Neutrogena are due in for their pit stop early Friday morning UTC. A technical team comprising local Kiwi experts and a member of the 5 West shore team will be on the dock.
The Neutrogena team remain positive that they can be back on the race course swiftly, maintaining second place ahead of GAES Centros Auditivos. Anna Corbella and Gerard Marín were still 934 miles to the west of Neutrogena, having just sailed 406 miles in the last 24 hours. The GAES Centros Auditivos pair should pass in to the Pacific tomorrow, Friday.
Renault Captur’s Jorg Riechers and Sébastien Audigane who remain about 285 miles behind GAES Centros Auditivos, took time today for a video conference for Renault their sponsors, talking about the core values which they hold dear to making it work best between the two co-skippers:
“We make sure we spend time together. We don’t just pass each other as we swap to go on deck. To perform on the water you have to be a team and work as a team, whether that is manoeuvres, navigation, maintenance, daily chores. You have to work hand in hand. We could not make it work as two individuals,” said Audigane, while it was obvious from the candid images that the two enjoy a strong relationship, tempered ever stronger by battling through 50-60kt winds two days ago.
The Frenchman however noted wryly in an email that their 42 days to Cape Leeuwin felt slow compared to his 50 days Jules Verne record breaking circumnavigation on Orange II exactly 10 years ago. With a 13 man crew skippered by Bruno Peyron that actually included race leader Bernard Stamm and Barcelona World Race Director Jacques Caraes, Audigane was part of the team which set the mark at 50 days, 16 hours, 20 minutes and 4 seconds, achieving an average speed of 22.2 knots.
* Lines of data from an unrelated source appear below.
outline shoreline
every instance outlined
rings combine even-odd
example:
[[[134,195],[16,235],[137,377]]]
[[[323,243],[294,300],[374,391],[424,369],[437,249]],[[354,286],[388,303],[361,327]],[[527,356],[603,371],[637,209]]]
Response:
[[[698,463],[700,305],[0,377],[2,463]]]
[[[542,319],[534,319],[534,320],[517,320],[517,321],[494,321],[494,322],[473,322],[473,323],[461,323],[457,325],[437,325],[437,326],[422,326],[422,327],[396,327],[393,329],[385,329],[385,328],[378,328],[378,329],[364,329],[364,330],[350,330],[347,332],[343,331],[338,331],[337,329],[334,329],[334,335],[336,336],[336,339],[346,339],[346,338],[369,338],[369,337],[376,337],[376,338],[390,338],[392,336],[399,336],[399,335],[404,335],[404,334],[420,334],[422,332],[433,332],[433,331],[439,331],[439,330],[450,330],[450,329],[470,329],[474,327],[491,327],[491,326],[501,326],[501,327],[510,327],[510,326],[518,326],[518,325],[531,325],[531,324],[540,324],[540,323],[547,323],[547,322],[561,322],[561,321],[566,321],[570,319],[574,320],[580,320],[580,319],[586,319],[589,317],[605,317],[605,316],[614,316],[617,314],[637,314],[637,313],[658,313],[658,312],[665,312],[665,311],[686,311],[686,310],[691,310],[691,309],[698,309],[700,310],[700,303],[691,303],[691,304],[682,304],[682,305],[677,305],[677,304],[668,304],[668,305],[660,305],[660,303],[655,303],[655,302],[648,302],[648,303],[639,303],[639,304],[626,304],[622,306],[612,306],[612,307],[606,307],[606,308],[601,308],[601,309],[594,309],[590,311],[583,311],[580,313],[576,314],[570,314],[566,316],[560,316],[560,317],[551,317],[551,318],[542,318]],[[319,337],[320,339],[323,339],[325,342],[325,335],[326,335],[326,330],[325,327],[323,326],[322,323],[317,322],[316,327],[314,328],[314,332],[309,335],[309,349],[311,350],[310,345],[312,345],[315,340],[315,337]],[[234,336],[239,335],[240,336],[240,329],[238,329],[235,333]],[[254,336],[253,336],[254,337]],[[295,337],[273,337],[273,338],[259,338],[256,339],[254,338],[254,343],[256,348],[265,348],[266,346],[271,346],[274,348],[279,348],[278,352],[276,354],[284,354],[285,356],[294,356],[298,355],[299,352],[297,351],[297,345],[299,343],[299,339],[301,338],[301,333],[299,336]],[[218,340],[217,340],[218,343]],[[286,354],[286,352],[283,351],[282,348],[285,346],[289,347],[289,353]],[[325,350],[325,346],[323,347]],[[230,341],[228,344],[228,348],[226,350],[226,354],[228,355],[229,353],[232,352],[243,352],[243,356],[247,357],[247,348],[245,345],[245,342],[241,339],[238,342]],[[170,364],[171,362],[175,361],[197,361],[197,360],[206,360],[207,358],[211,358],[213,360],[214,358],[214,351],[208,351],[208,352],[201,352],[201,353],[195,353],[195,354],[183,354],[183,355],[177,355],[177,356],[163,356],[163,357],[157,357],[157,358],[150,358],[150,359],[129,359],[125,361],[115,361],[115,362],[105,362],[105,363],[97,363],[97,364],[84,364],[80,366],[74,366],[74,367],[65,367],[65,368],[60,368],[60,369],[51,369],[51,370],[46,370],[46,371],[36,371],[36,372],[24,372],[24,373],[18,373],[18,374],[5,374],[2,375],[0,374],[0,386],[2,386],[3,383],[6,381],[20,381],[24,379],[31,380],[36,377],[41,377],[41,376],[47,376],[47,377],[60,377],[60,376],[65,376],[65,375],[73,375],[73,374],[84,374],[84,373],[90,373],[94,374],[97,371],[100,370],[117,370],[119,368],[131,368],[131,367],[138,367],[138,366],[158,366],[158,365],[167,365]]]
On We Are Water, Bruno and Willy Garcia are due to pass Cape Leeuwin this afternoon in fifth place. One Planet One Ocean’s Aleix Gelabert and DidacCosta are emerging from a period of very strong winds and big seas, their first big Southern Ocean storm. And Nandor Fa and Conrad Colman have now passed the longitude of the Kerguelen Islands and are back up to 17kts.
Ranking at 14:00 UTC:
1. Cheminées Poujoulat (Bernard Stamm – Jean Le Cam) 11034.2 nm Distance to Finish
2. Neutrogena (Guillermo Altadill – Jose Muñoz) 615.4 nm Distance to Lead
3. GAES Centros Auditivos (Anna Corbella – Gerard Marin) 1549.8 nm DTL
4. Renault Captur (Jörg Riechers – Sebastien Audigane) 1834.5 nm DTL
5. We Are Water (Bruno Garcia – Willy Garcia) 2650.0 nm DTL
6. One Planet One Ocean / Pharmaton (Aleix Gelabert – Didac Costa) 3559.2 nm DTL
7. Spirit of Hungary (Nandor Fa – Conrad Colman) 4280.0 nm DTL
Hugo Boss (Alex Thomson – Pepe Ribes) Abandon
Report by event media.
Background: The third edition of the Barcelona World Race is the only double-handed, non-stop, round the world race. Eight IMOCA 60 teams started December 31, 2014, with the intent to cover 23,450 nautical miles in a circumnavigation from Barcelona to Barcelona, putting the capes of Good Hope (South Africa), Leeuwin (Australia) and Horn (Chile) to port and the Antarctic to starboard. The finishes are forecasted for the end of March 2015.